(Bruselas) – Los atentados con explosivos perpetrados en el aeropuerto Zaventem y el metro de Bruselas el 22 de marzo de 2016 constituyen actos de violencia absolutamente despreciables, señaló hoy Human Rights Watch. Los ataques dejaron un saldo de decenas de muertos y un número mucho mayor de heridos, según fuentes oficiales.
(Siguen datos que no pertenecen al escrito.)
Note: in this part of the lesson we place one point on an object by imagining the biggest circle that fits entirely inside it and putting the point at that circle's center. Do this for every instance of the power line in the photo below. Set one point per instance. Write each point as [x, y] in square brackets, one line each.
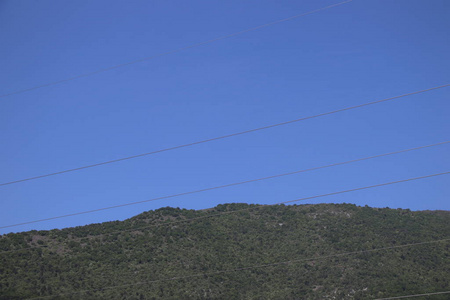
[173, 51]
[249, 268]
[231, 184]
[415, 295]
[284, 202]
[224, 136]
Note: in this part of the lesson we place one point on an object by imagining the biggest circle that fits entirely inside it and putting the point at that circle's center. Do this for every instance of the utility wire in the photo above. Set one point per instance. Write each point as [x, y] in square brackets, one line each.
[225, 136]
[248, 268]
[228, 185]
[415, 295]
[235, 211]
[173, 51]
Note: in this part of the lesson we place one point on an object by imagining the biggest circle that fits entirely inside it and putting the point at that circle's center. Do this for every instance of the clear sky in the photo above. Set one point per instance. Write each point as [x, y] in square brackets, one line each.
[354, 53]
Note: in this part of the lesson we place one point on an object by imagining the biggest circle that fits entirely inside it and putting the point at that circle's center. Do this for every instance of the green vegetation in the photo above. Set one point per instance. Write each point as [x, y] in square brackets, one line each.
[82, 262]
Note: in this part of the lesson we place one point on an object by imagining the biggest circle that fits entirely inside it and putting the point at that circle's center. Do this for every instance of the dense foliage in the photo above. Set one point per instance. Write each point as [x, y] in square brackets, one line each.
[147, 256]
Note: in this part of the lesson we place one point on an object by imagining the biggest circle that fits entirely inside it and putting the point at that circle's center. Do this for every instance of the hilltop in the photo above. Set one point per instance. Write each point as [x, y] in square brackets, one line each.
[162, 244]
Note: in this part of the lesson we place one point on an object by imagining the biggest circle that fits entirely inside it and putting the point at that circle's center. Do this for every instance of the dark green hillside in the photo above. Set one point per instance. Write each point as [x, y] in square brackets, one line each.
[75, 259]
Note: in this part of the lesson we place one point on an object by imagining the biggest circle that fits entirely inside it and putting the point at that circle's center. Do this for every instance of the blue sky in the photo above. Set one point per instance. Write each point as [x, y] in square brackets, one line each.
[354, 53]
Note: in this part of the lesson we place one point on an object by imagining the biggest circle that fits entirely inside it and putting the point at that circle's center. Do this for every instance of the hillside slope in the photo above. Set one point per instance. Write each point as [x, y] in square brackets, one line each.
[143, 253]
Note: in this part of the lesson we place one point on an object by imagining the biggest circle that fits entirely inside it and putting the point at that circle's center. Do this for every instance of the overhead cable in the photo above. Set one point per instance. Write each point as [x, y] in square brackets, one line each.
[246, 268]
[172, 51]
[415, 295]
[284, 202]
[224, 136]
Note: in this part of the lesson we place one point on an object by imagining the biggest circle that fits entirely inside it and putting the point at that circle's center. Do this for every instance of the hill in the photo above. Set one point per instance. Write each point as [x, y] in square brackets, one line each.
[163, 254]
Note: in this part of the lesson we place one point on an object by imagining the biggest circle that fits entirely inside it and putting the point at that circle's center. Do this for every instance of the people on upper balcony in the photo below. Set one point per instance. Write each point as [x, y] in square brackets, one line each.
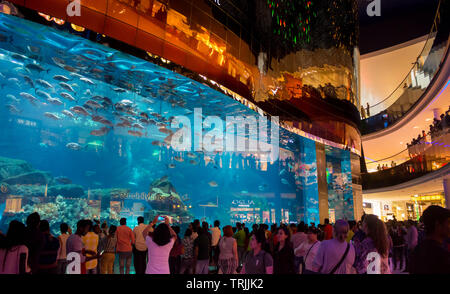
[363, 112]
[438, 126]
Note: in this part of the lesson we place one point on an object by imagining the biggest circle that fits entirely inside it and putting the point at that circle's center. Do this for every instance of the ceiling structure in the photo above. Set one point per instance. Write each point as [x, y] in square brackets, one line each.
[395, 142]
[426, 185]
[400, 21]
[382, 71]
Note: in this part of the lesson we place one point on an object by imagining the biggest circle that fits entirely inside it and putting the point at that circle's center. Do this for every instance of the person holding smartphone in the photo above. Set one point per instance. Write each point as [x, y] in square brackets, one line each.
[159, 243]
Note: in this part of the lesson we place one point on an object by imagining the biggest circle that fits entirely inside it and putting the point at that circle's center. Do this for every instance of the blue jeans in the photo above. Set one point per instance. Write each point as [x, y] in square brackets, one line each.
[202, 267]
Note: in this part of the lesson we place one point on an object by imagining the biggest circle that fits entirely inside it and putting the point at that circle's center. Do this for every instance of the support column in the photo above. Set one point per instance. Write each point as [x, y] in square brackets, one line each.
[446, 183]
[322, 181]
[437, 113]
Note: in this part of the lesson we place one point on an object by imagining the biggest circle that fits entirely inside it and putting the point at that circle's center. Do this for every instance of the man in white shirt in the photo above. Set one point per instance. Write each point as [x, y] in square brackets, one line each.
[412, 237]
[335, 256]
[140, 247]
[215, 237]
[308, 249]
[297, 239]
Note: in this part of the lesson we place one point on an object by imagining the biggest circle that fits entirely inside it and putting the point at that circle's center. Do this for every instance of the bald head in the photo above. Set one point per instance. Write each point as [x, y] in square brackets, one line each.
[341, 230]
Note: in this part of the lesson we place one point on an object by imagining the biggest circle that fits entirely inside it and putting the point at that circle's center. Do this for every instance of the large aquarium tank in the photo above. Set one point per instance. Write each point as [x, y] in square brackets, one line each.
[87, 131]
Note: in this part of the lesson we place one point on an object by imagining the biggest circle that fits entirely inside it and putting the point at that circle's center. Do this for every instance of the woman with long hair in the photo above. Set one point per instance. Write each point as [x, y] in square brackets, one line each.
[159, 243]
[108, 246]
[377, 241]
[283, 253]
[13, 252]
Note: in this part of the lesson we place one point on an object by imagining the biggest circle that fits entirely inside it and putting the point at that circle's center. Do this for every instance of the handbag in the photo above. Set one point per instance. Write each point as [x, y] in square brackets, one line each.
[304, 270]
[336, 266]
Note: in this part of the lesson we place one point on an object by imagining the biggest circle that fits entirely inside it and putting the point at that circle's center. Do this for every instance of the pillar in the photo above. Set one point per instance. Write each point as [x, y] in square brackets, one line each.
[446, 183]
[322, 182]
[437, 113]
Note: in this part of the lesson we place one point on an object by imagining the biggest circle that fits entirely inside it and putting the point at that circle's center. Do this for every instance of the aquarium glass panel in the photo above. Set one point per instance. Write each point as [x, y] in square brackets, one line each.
[87, 132]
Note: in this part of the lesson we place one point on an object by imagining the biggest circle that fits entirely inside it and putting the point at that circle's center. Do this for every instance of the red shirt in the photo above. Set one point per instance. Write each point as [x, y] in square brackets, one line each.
[125, 238]
[328, 232]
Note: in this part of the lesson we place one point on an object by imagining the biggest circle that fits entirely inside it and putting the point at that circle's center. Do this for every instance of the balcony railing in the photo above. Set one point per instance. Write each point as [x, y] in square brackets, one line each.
[426, 157]
[426, 67]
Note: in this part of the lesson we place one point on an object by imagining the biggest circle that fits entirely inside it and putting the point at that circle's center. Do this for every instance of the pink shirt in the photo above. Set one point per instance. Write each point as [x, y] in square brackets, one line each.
[125, 238]
[330, 253]
[158, 257]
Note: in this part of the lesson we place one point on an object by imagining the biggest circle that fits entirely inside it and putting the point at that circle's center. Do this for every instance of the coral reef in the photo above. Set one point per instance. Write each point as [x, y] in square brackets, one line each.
[66, 202]
[62, 210]
[164, 198]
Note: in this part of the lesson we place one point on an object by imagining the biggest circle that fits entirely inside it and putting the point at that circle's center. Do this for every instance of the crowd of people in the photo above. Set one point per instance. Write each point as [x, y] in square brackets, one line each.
[386, 166]
[437, 127]
[157, 248]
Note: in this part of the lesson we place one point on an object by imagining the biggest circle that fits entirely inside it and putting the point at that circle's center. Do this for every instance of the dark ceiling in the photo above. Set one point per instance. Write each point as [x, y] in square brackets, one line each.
[400, 21]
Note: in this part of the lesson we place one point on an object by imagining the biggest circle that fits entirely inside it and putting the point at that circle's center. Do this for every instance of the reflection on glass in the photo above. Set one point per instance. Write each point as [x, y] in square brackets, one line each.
[86, 130]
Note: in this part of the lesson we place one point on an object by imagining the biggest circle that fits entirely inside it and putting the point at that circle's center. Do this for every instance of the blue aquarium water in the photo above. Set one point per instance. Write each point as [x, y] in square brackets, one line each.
[84, 134]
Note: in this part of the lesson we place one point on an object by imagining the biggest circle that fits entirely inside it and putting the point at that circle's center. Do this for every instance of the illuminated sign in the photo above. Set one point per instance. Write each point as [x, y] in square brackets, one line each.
[243, 203]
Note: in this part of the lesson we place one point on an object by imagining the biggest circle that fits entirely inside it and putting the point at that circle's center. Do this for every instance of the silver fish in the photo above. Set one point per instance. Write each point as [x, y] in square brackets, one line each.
[12, 108]
[76, 75]
[34, 49]
[44, 84]
[13, 80]
[67, 87]
[52, 116]
[93, 104]
[138, 126]
[58, 61]
[36, 67]
[74, 146]
[88, 81]
[67, 96]
[79, 110]
[28, 80]
[68, 113]
[29, 97]
[43, 94]
[61, 78]
[13, 98]
[126, 103]
[54, 101]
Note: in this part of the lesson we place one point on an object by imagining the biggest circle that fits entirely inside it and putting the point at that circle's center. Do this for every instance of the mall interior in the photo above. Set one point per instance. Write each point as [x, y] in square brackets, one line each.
[357, 105]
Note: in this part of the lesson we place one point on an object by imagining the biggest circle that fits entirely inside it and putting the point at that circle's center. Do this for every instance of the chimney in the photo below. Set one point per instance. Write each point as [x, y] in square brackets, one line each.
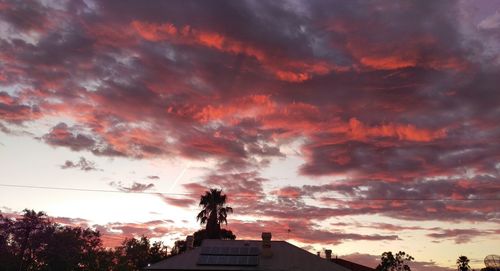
[266, 245]
[328, 254]
[189, 242]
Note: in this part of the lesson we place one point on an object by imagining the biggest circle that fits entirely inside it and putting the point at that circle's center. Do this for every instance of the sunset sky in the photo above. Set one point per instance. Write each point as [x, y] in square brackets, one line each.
[361, 126]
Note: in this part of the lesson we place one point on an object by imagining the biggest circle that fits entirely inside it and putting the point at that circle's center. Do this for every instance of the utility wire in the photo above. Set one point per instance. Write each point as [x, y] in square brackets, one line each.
[237, 196]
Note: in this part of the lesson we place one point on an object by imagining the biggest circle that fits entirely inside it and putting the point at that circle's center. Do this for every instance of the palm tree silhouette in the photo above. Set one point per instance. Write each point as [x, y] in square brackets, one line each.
[463, 263]
[214, 212]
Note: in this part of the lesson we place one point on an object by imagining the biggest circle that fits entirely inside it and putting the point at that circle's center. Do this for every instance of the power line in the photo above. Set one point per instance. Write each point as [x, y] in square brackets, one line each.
[236, 196]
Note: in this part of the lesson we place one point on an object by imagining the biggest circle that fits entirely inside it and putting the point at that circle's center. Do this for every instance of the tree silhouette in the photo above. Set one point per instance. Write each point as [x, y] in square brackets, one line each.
[463, 263]
[398, 262]
[214, 212]
[136, 253]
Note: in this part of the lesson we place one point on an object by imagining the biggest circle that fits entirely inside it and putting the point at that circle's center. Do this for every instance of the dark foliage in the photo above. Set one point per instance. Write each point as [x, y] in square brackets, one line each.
[463, 263]
[214, 212]
[34, 243]
[390, 262]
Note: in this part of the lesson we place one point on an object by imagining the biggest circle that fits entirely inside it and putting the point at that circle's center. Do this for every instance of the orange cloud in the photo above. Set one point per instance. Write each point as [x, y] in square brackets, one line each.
[360, 131]
[282, 68]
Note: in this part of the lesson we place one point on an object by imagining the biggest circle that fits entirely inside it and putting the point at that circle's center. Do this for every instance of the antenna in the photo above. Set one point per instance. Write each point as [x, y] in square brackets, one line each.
[492, 261]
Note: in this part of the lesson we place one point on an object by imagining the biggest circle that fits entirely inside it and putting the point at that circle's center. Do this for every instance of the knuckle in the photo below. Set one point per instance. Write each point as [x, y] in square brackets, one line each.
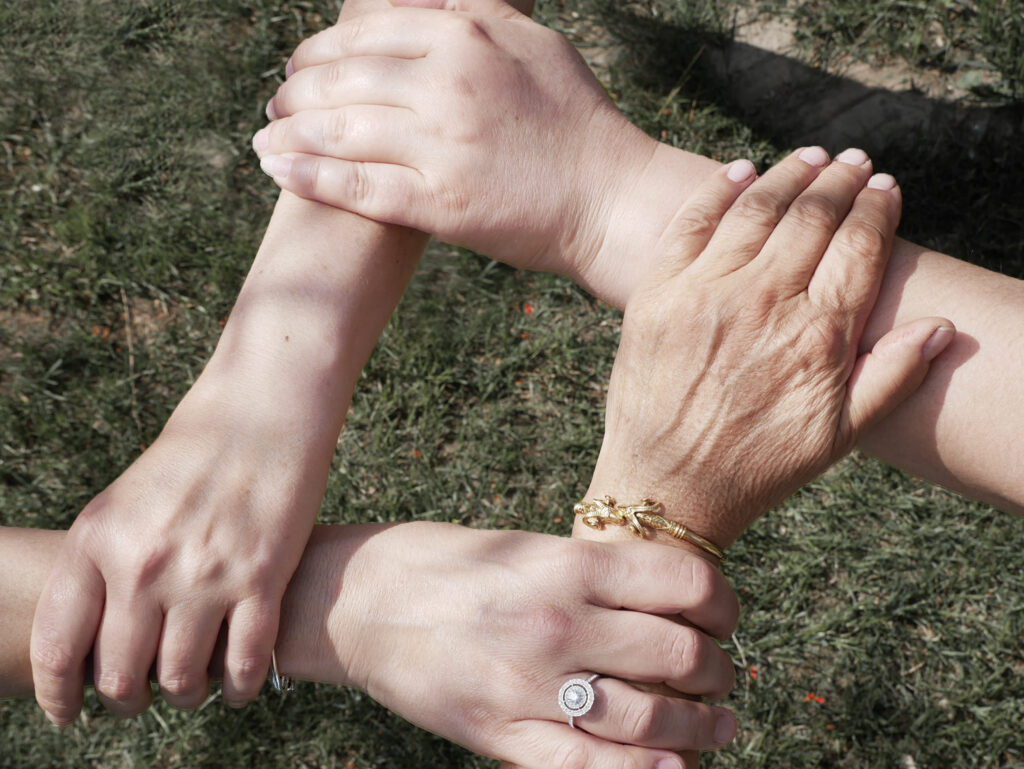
[862, 238]
[116, 685]
[760, 208]
[573, 756]
[359, 183]
[247, 668]
[815, 211]
[695, 221]
[644, 721]
[52, 657]
[334, 129]
[327, 81]
[826, 337]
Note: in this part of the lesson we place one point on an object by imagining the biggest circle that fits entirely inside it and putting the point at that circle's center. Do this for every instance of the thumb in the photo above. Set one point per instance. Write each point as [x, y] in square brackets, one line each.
[891, 373]
[484, 7]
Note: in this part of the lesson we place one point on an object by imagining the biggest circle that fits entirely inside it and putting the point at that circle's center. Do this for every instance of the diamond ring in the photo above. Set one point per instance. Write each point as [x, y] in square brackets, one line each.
[577, 697]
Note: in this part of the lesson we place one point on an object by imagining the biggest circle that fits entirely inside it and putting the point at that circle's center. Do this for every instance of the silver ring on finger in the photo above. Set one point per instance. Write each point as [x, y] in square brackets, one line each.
[577, 697]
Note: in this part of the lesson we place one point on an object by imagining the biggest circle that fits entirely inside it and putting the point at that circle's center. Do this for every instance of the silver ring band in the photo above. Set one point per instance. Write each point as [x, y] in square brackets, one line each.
[577, 697]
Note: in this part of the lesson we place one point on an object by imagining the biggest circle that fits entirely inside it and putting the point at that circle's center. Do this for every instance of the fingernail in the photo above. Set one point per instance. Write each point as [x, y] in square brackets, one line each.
[725, 728]
[275, 165]
[814, 156]
[939, 340]
[852, 157]
[740, 170]
[54, 720]
[261, 140]
[882, 181]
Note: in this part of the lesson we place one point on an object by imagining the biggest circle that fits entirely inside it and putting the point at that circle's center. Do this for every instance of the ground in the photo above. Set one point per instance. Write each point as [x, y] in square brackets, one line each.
[883, 617]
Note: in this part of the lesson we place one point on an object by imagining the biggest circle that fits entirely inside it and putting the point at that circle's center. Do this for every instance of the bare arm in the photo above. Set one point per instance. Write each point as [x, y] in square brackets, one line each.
[962, 428]
[365, 608]
[592, 201]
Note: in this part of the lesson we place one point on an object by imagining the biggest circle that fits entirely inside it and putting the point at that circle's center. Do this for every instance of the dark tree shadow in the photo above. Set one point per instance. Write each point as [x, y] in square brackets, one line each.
[961, 166]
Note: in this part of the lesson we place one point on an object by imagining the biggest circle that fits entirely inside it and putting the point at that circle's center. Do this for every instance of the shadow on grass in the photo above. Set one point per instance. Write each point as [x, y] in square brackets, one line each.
[960, 165]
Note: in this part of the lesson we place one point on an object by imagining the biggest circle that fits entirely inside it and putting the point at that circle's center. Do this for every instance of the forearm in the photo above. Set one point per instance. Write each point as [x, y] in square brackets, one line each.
[304, 645]
[961, 428]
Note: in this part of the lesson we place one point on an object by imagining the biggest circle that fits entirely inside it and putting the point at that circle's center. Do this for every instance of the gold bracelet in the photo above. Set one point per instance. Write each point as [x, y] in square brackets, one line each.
[647, 514]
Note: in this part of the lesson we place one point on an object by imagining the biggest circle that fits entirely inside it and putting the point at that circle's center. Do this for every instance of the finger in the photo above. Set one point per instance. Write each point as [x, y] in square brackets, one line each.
[400, 33]
[891, 373]
[798, 244]
[252, 630]
[374, 134]
[126, 647]
[748, 224]
[691, 228]
[543, 744]
[642, 647]
[485, 7]
[364, 80]
[624, 714]
[183, 656]
[851, 270]
[62, 631]
[685, 585]
[387, 193]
Al momento de redacción de esta nota, ningún grupo se había atribuido responsabilidad por el hecho.

En los últimos 10 días, mortíferos ataques también acabaron con la vida de numerosas personas y decenas han resultado heridas en Turquía y Costa de Marfil.

Un hombre coloca una bandera belga en memoria de las víctimas de los ataques en Bruselas, Bélgica el 22 de marzo de 2016.

© 2016 Reuters

“Nuestros pensamientos están con todos aquellos que han perdido a seres queridos, y con las numerosas víctimas de estos actos aberrantes y deleznables”, indicó Lotte Leicht, directora para asuntos de la Unión Europea de Human Rights Watch. “En este momento de horror, estos agravios a nuestros principios más fundamentales nos dan incluso mayores motivos para proteger los derechos humanos y el estado de derecho”.

Human Rights Watch instó a las autoridades belgas a responder mostrando un férreo compromiso con el estado de derecho y los derechos humanos en sus acciones para prevenir otros atentados y posibles actos de represalia contra comunidades y personas.

“Debemos proteger los principios de derechos humanos que están siendo violentados por los extremistas”, observó Leicht. “Ese es el desafío común que tenemos por delante”.